Connor: No, not an API, API’s a bad product. APIs get always driven down to, they get compete into the ground. No, like you want to do a SaaS product, like something that helps you with some business task. Something that like helps you do, make a process more efficient inside of a company or something like that.

Connor: There’s like tons of these things, which are just like not super exciting, but they’re like useful.

Michaël: Something closer to like what Adept.ai tries to do.

Connor: Yeah. And except not as insane, dangerous, but like much simpler than that. Something that can like.

Building SaaS Products

Connor: I don’t want to give too many examples yet because we’re currently pitching some stuff, but just like useful tools. SaaS tools that can be used for various business processes. Kind of like look at like other companies that are using GPT-3 currently for their products, stuff like that. Things that are really useful that really save companies money. That make process like.
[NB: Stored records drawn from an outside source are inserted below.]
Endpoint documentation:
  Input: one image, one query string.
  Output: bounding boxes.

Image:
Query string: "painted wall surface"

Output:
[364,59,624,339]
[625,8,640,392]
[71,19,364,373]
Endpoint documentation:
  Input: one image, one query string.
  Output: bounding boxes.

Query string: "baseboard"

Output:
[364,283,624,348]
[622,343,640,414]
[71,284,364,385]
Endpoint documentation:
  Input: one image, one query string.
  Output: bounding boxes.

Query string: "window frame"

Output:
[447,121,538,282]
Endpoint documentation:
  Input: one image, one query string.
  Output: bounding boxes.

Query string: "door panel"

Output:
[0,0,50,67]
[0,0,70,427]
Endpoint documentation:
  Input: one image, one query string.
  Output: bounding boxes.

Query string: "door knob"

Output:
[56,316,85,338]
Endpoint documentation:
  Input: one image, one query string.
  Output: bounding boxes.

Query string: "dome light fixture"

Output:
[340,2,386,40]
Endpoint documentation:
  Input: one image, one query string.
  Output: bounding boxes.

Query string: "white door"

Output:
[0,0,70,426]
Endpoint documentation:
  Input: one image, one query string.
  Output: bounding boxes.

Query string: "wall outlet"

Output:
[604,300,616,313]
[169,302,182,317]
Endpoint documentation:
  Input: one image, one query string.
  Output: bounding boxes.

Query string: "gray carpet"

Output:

There’s a whole huge class of tasks that were previously inaccessible to automation tools that now become accessible through like GPT type models, that open up all these like really useful tools that can be used in just normal companies to like make things more efficient or whatever. And make a profitable company out of it. Have some millions of revenue and whatever without having to do any crazy capabilities, advancements without having to push some kind of crazy new thing out there or anything like that.

Connor: We don’t have to have the biggest model. We don’t have to have the craziest new capabilities breakthrough for these things to work. We just need like a good useful tool. And I think there’s a bunch of these and I think we can get great talent from the EA world for building these kinds of things. And then by investing however much of our of my time or investment or whatever, making these products, we will get a much higher return. So it’s a pretty utilitarian thing. It’s like I think that we can make a product cost us, I don’t know, 5 million to develop. And then we get like five million revenue out of that or 50 million of revenue out of that or whatever. And that’s a very obviously good thing to do.

Connor: It’s good to have contact with reality. It’s good to make your own money to also like for example, we’re having a huge market downturn now. And when I wish we had some recurring revenue right now that would make me feel a lot safer that we don’t run into trouble. Cause the crypto market’s super down now. So now all like the EA money is like much lower.

Michaël: Right.

Connor: So like would, if I had a reoccurring revenue right now of a few million a year, I would feel a lot better right now. I would feel like a lot less scared that something might go down. So that’s kind of the thinking there.

Generating Revenue In The Capitalist World

Michaël: Right. But the thing you said about like being dependent on some, the funding of some rich billionaire, if you’re a nonprofit, I think you kind of have the same, or maybe worse, with a for profit where you’re like dependent on making revenue yourself or making profit for the investors. And I guess there’s like, there’s one point that could be made where for large models that you want to train, you might need billions in money, like maybe it’s impossible to like generate enough money to train GPT-4 by doing SaaS products, maybe because you know…

Connor: OpenAI did it.

Michaël: Well, weren’t them like funded by Sam Altman and Elon Musk at the beginning? And then now they’re just like cooperating with?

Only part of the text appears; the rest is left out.